The Food Journal and Food, Nutrition & Science

An alliance between The Lempert Report and The Center for Food Integrity

Nutrition and Health Disparities

Nutrition and Health Disparities

Health and Wellness

June 24, 2012

The diets of those in lower income households are especially poor in relation to dietary recommendations, according to a study from the National Cancer Institute and published in the Journal of the Academy of Nutrition and Dietetics

Individuals living in low socioeconomic conditions, as well as members of minority subgroups, are more prone to a host of chronic diseases, including obesity, and diet is a huge contributing factor. Researchers in this study sought to understand the extent of differences in dietary intakes in relation to income and race/ethnicity, comparing intakes of various food groups with dietary guidelines. 

The researchers found that a greater proportion of adults in the highest income group compared with the two other income groups (middle and lowest) met the minimum recommendations for total fruits, whole fruits, total vegetables, dark green vegetables, other vegetables, whole grains, meat and beans, milk and oils. There was a greater chance of exceeding maximum recommendations for most food groups in the higher income group as well.

Among race and ethnic groups, smaller proportions of non-Hispanic black adults met the minimum recommendations for whole fruits, total vegetables, other vegetables, total grains and milk as compared with both non-Hispanic white and Mexican-American adults. Smaller proportions of Mexican-American adults met the minimum recommendations for dark green vegetables, starchy vegetables, and oils compared with both non-Hispanic white and non-Hispanic black adults. However, Mexican-Americans were more likely to meet the recommendations for beans and peas.

“In the United States, race and ethnicity are tightly tied to income, with high rates of poverty observed among non-Hispanic blacks and Hispanics. It is likely that differences in income are a key driver of the differences observed by race/ethnicity in this study. A higher income may allow consumers to be less sensitive to price and more able to purchase healthier foods, such as fruits, vegetables and whole grains. A more adequate income may also allow individuals and families to live and work in settings that facilitate healthier eating. Cultural and psychosocial factors likely also play a role. For example, low prevalences of meeting the recommendations for milk among non-Hispanic blacks are likely associated with cultural norms regarding milk consumption and higher rates of lactose intolerance among African Americans. The complexity of factors that underlie disparities in diet point to the need for comprehensive strategies to address them,” says Dr. Sharon Kirkpatrick, the study’s lead author.

Compared to those in the highest income group, smaller proportions of children in the middle income group met the minimum recommendations for whole fruits and whole grains; smaller proportions of children in the lowest income group met the minimum recommendations for milk and oils. The finding of fewer differences in the prevalences of children as compared to adults meeting food-based dietary recommendations by income group may reflect adults’ efforts to buffer children from the effects of low income, says Kirkpatrick, and there is some evidence of a similar phenomenon in terms of fewer dietary effects among children compared to adults in families struggling with limited food access, or food insecurity. 

Additional research would be needed to understand at what point children begin to experience marked dietary consequences of low income and food insecurity, but there is already sufficient evidence to warrant interventions to reduce these problems based on their deleterious effects on children’s health and well-being, she says.

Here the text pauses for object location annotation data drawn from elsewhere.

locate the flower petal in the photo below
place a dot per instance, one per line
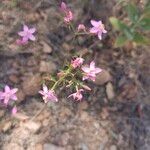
(92, 65)
(95, 23)
(7, 88)
(13, 91)
(14, 110)
(22, 33)
(32, 37)
(94, 30)
(32, 30)
(25, 28)
(100, 35)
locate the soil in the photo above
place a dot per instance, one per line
(114, 116)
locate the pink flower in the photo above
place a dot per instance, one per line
(63, 7)
(68, 13)
(98, 28)
(91, 71)
(81, 27)
(48, 95)
(77, 62)
(26, 34)
(78, 95)
(14, 110)
(69, 17)
(8, 94)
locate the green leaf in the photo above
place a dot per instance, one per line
(117, 24)
(133, 12)
(141, 40)
(145, 24)
(120, 41)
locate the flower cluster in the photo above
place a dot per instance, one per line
(9, 95)
(76, 65)
(97, 29)
(26, 35)
(68, 15)
(75, 74)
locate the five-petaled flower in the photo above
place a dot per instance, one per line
(26, 34)
(77, 62)
(90, 72)
(8, 94)
(77, 95)
(98, 28)
(68, 13)
(81, 27)
(48, 95)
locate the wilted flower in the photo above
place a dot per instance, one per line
(48, 95)
(77, 62)
(98, 28)
(91, 71)
(81, 27)
(8, 94)
(78, 95)
(68, 13)
(26, 34)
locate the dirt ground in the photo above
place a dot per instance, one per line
(114, 116)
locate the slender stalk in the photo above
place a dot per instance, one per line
(53, 87)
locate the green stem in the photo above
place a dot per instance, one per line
(62, 78)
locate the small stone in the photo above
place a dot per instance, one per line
(63, 140)
(84, 116)
(46, 47)
(47, 67)
(52, 147)
(31, 85)
(14, 79)
(83, 146)
(113, 147)
(103, 77)
(32, 126)
(7, 126)
(20, 116)
(14, 146)
(110, 91)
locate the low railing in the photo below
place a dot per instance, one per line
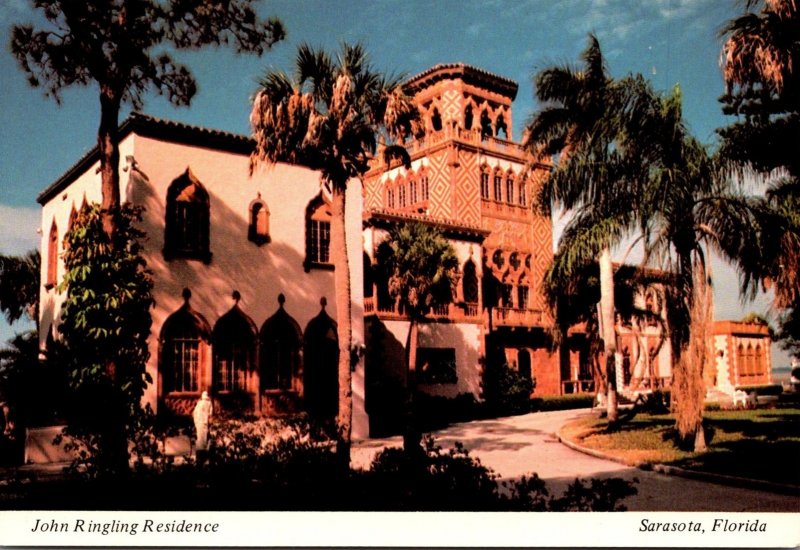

Kirkpatrick says that retailers are only one piece of the puzzle in terms of reducing disparities in diet. They may be able to increase access to healthier foods such as fruits and vegetables in areas that do not have good access to healthy and affordable foods. However, individuals and families must have adequate incomes to purchase these foods. It is thus important to understand and address the underlying drivers of disparities. For example, policies that address the adequacy of minimum wages and provide supports for families and individuals struggling with unemployment or inadequate incomes could be one means of reducing income-related disparities. 

”Many approaches are being suggested and implemented in the U.S. in an effort to promote healthier eating and curb obesity, such as more prominent nutrition labeling on packaged foods and calorie labeling on restaurant menus, subsidizing the purchase of healthier items such as fruits and vegetables, taxing foods high in fat or sugar, reducing marketing of foods high in fat and sugar, and stocking healthier foods in neighborhoods thought to be lacking in food access,” says Kirkpatrick. “In planning, implementing and evaluating such strategies, it will be important to assess the consequences for vulnerable subgroups to ensure that they are not being impacted negatively or left behind.”